Buchtipp : Petra OELKER, Lorettas letzter Vorhang. (Rezension)

Petra OELKER, Lorettas letzter Vorhang.

Hamburg/Historischer Krimi/

 Petra OELKER: Lorettas letzter Vorhang.
Petra OELKER: Lorettas letzter Vorhang. Ein historischer Kriminalroman.
(zuerst 1998), 395 S, ISBN: 978-3-499-22444-7
Reinbeck: Rowohlt TB-Verlag, 2001
Bewertung
Bewertung: 4 Sterne

Rezension

Eigentlich würde man annehmen, daß die Variationsmöglichkeiten nicht sehr groß sind: Eine Komödiantentruppe, der die zentrale Figur Rosina angehört, die Großkaufmannsfamilie Herrmanns, der Erste Wedde Wagner, Hamburg in der 2. Hälfte des 18. Jahrhunderts. Und natürlich einer oder mehrere Morde.
Und doch gelingt es der Autorin immer wieder, diesen Plot zu variieren. Diesmal hat sich Rosina von der Komödiantentruppe verabschiedet und ist dem Rufdes neuen Nationaltheaters am Gänsemarkt gefolgt. Allerdings wartet sie dort vergeblich auf ihren ersten Bühnenauftritt. Denn das Theater unter dem künstlerischen Direktor Johann Friedrich Löwen (1727-1771) wird von der Schauspielerin Friederike Hensel (1738-1789) dominiert, die alle größeren weiblichen Rollen für sich beanspruchte.
Rosina sehnt sich zu den Komödianten zurück und freundet sich mit Loretta an. Diese wird jedoch, kurz vor ihrem ersten größeren Auftritt, hinter der Bühne ermordet. Doch ergibt ihr Mord keinen Sinn und hat kein erkennbares Motiv. Bis es Rosina gelingt, ein Freundschaftstuch Lorettas zu finden und zu entschlüsseln. Wodurch sie natürlich selbst in große Gefahr gerät.
Wie immer wirkt der Krimi hsitorisch stimmig und gut recherchiert. Die näher beleuchteten historischen Themen sind die Herstellung und Bedruckung von Baumwollstoffen (Kattun) und die gesellschaftliche Position des Theaters in Hamburg. Denn während in London Theater und auch Schauspieler gesellschaftlich weitgehend anerkannt sind (sogar der König und die Königen besuchen Vorstellungen), kann es in Hamburg nicht wirklich Fuß fassen und wird von der Geistlichkeit und vielen Bürgern bekämpft. Das einzige feste Theater Hamburgs, das Hamburger Nationaltheater, war eine Gründung von zwölf Kaufleuten mittlerer Bedeutung und existierte nur von April 1767 bis November 1768, als es wegen Geldmangel und fehlendem Publikumsinteresse schließen musste.
Neben den informativen historischen Erläuterungen gewinnen die historischen Romane von Petra Oelker eine zusätzliche Dimension durch die Einbeziehung realer historischer Persönlichkeiten. Diese werden im Glossar, in dem auch nicht mehr geläufige Ausdrücke (zB. Wedde) erläutert werden, näher vorgestellt.
Fazit: ein historisch stimmiger und lesenswerter Krimi, der nebenbei auch über das Berufs- und Alltagsleben der Zeit aufklärt.

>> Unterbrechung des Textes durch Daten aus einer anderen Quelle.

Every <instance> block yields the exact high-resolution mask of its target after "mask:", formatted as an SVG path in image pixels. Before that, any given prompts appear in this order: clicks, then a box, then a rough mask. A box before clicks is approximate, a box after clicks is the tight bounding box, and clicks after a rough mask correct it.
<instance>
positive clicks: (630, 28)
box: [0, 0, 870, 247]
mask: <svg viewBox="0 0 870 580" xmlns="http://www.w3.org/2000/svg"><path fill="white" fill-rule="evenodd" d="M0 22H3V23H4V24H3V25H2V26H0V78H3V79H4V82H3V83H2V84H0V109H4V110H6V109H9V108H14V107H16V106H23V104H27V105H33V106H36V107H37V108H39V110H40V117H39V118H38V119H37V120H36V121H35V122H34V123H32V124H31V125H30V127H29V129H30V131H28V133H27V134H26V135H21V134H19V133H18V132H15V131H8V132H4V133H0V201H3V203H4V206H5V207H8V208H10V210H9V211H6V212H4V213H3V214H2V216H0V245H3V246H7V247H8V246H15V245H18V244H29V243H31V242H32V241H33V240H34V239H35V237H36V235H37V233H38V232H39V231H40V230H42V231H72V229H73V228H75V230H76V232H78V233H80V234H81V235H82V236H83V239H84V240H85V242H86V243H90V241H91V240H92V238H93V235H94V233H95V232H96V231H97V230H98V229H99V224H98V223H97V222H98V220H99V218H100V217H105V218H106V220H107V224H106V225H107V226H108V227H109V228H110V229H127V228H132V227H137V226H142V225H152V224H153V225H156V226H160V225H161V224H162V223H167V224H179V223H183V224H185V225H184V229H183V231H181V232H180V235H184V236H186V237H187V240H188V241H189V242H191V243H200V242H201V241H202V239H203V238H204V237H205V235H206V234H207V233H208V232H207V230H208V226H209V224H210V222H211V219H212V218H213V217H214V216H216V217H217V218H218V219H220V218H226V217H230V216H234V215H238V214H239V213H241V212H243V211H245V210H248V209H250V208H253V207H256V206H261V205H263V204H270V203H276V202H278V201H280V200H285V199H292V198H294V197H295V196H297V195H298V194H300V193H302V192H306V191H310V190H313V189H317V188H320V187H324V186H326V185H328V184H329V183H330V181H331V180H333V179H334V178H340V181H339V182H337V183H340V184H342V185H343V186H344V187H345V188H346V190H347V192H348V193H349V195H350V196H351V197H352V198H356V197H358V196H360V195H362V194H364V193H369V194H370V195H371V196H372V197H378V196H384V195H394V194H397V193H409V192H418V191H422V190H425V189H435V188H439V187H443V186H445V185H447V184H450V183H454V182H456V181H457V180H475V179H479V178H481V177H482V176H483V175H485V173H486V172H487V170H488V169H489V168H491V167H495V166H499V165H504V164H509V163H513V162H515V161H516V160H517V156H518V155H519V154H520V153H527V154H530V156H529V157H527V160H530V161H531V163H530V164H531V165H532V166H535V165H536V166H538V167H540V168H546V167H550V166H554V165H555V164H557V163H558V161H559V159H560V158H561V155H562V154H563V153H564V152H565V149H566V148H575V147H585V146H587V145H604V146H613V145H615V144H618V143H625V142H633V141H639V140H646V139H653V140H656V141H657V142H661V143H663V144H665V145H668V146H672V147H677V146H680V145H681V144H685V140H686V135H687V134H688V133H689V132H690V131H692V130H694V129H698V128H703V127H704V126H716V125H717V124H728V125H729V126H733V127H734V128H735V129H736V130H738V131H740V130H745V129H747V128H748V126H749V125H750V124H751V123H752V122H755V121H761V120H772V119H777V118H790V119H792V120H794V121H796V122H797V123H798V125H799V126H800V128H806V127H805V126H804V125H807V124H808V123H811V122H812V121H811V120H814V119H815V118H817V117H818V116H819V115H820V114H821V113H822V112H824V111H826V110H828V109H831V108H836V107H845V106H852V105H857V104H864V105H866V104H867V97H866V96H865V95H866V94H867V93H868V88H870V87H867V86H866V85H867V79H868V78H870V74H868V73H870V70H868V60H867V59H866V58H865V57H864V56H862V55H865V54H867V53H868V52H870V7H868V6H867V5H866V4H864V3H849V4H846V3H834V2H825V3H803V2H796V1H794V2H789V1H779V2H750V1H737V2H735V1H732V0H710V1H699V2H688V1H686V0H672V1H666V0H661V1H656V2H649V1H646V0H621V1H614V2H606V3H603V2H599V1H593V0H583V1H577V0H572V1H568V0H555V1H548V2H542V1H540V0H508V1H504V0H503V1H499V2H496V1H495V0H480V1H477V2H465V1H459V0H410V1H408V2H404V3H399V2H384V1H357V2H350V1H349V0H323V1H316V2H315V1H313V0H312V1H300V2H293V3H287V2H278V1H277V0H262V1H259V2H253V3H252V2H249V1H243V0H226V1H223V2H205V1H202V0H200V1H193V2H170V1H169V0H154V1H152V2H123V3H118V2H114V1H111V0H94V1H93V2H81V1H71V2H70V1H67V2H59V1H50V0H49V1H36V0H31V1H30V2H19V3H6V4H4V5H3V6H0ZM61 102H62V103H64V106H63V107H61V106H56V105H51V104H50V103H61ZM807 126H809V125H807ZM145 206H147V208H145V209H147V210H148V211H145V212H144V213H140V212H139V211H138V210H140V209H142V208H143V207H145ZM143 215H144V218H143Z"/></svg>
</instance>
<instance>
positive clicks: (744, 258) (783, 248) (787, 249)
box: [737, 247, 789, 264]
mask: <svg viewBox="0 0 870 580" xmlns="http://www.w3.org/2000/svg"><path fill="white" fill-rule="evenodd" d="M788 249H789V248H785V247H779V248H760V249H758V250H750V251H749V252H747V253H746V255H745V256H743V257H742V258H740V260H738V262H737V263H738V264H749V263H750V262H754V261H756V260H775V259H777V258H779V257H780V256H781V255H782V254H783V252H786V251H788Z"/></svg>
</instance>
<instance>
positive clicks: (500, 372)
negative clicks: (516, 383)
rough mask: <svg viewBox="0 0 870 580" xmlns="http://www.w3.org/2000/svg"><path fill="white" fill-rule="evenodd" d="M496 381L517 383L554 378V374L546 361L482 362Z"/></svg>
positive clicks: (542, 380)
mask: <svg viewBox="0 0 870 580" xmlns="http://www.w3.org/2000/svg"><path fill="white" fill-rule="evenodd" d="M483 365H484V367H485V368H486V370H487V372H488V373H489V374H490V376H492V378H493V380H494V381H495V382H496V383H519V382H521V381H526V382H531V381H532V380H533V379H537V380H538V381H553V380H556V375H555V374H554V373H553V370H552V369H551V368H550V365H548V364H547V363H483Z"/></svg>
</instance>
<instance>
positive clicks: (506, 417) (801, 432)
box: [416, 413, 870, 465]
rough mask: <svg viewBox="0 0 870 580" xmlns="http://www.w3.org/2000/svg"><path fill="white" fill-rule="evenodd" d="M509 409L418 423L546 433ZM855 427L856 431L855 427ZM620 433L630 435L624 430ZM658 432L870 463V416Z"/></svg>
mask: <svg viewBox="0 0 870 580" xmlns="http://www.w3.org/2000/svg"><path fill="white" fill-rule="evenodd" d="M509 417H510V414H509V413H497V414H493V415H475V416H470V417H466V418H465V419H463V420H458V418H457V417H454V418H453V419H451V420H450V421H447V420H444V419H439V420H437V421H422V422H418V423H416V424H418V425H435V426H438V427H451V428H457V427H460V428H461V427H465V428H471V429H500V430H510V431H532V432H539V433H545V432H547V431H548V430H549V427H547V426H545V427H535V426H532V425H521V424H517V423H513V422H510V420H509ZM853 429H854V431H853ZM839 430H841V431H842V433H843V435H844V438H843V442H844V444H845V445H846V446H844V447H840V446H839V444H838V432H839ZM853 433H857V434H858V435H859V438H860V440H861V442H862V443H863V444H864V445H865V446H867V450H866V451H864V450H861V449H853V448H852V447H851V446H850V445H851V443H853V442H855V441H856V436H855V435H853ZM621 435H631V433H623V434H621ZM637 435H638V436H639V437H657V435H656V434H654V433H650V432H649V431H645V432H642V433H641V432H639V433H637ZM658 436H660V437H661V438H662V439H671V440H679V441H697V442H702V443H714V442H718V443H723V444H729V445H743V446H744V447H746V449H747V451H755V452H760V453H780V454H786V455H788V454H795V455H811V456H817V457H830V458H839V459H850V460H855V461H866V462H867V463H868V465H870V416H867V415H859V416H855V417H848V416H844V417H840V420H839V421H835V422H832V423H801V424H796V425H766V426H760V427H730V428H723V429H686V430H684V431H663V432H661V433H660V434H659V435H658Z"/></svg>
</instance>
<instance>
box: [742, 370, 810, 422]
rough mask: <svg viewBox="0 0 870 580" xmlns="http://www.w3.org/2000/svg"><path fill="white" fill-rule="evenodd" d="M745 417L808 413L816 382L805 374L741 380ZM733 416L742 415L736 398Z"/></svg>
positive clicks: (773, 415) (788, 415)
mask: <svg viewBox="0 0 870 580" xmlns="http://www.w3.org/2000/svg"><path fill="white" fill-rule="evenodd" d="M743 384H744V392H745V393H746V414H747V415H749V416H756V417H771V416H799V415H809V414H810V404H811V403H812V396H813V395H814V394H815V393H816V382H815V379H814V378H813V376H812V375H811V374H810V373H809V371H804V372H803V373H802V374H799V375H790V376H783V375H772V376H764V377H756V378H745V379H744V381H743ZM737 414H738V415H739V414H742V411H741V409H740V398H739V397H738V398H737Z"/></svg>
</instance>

"Niemals", rief sie, "die Neigung zur Sündhaftigkeit ist dem Menschen gemäß. Sie ist seine Natur, vor der er um seines Seelenheiles willen geschützt werden muß. Und diese neuen Theaterleute! Ich bitte Euch, verehrte Madame Kjellerup! Sie gebn vor, mit ihrem Tun die Moral der Zuschauer zu festigen, aber was tun sie wirklich? Einige Stücke werfen tatsächlich moralische Fragen auf, aber wie? Warum? Damit das Publikum darüber nachdenke und selbst entscheide, welche Haltung die richtige sei. Selbst entscheiden! Das kann nicht zum Guten führen. Das ist Aufruhr gegen unsere gute christliche Ordnung, gegen die Obrigkeit."